Économiste et fellow associé au CIRANO.



BIEN INFORMER POUR ÊTRE CRÉDIBLE



Il est certain que plusieurs citoyens canadiens ont de la difficulté à comprendre à la fois le jugement redu lors du procès de Guy Turcotte et sa remise en liberté. Pour un bon nombre de ceux-ci, cela va entraîner une baisse dans leur confiance envers le système judiciaire canadien lié au droit criminel. Le gouvernement canadien, qui est responsable de ce système, a le devoir de bien expliquer aux Canadiens ses principes, ses lois et son fonctionnement.  La crédibilité en ce système est une importante composante de son efficacité.  Dans ce dossier, le gouvernement fédéral aurait dû être beaucoup plus présent sur la scène publique pour expliquer le jugement rendu et pour expliquer ses suites.  Ceci aurait certes aidé à faire en sorte que la remise en liberté soit mieux comprise et que le système judiciaire soit plus crédible aujourd'hui. Je me demande si le manque d'effort du gouvernement  pour bien expliquer au public les raisons de ces décisions ne seraient pas liées au désir du gouvernement Harper de resserrer les pénalités dans le cas de crimes commis par des personnes qui sont jugées par la suite comme n'étant pas criminellement responsables.

Jean-Pierre Aubry

Jean Bottari

Préposé aux bénéficiaires.



LE BON CHOIX?



Comme une grande majorité de citoyens, la libération de Guy Turcotte m'indispose et me laisse perplexe face à notre système judiciaire. L'ex-cardiologue a admis avoir tué ses deux enfants mais il a été jugé par ses pairs comme étant non criminellement responsable de cet acte inexplicable. À moins que Turcotte passe aux aveux un jour, jamais nous ne saurons vraiment si ces meurtres étaient l'oeuvre d'un tueur ayant prémédité ou non ses gestes. Je ne souhaite aucun mal à cet homme, mais j'espère ne jamais croiser son chemin, car je ne peut prédire ma réaction à son égard. Lors du procès certains faits m'ont porté à croire que Guy Turcotte aurait possiblement prémédité les meurtres de ses enfants.

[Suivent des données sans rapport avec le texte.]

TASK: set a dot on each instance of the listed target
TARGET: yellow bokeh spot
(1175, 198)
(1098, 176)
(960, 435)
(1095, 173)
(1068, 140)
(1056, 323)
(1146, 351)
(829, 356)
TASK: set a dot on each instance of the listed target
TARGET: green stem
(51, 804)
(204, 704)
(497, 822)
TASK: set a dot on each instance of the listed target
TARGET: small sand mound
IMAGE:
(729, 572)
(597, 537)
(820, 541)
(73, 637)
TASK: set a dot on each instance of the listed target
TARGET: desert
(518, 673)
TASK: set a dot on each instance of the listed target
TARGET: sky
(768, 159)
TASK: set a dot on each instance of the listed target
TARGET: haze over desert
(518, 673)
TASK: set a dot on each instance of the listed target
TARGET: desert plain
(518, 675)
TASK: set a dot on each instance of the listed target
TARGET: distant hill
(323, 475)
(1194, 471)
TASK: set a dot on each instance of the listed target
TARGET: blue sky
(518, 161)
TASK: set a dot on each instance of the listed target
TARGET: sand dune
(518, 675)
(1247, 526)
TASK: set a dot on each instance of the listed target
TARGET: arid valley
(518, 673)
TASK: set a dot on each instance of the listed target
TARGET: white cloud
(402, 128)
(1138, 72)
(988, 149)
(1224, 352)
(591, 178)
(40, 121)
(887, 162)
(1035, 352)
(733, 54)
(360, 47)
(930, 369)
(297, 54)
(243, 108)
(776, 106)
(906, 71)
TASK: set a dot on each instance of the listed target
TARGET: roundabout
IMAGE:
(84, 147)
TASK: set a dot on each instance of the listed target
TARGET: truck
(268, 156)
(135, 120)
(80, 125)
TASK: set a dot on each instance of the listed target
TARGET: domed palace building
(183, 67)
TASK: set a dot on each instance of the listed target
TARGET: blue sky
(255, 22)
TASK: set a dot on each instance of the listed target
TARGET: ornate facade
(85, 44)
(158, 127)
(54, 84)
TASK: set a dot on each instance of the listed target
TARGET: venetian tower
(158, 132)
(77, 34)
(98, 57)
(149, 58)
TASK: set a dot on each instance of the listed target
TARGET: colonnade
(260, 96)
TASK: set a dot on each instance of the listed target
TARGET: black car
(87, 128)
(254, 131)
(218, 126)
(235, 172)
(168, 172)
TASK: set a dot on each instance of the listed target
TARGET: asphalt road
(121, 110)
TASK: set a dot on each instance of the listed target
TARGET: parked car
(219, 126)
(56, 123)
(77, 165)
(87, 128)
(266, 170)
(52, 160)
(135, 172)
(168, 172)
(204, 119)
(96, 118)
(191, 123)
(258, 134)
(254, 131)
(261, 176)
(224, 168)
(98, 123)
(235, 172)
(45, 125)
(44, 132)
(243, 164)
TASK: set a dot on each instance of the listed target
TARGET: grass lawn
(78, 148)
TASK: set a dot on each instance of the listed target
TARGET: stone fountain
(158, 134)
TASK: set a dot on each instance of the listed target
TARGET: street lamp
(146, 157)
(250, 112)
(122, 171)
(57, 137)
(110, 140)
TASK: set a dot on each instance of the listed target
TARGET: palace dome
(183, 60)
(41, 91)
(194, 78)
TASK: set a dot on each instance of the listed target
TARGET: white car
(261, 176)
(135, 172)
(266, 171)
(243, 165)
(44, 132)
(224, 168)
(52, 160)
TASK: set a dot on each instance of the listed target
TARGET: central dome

Il a été révélé, entre autres que le père des deux jeunes enfants aurait tenté de se suicider en avalant du lave-vitres. Or comment expliquer qu'un professionnel de la santé, avec la multitude de moyens mis à sa disposition fasse le choix d'attenter à sa vie en ingurgitant une substance qui n'est que très rarement mortelle? Qui plus est, M. Turcotte avait semble t-il recherché sur internet les symptômes causés par la consommation de lave-vitres. La justice a choisi de lui rendre la liberté. Mais est-ce le bon choix pour autant?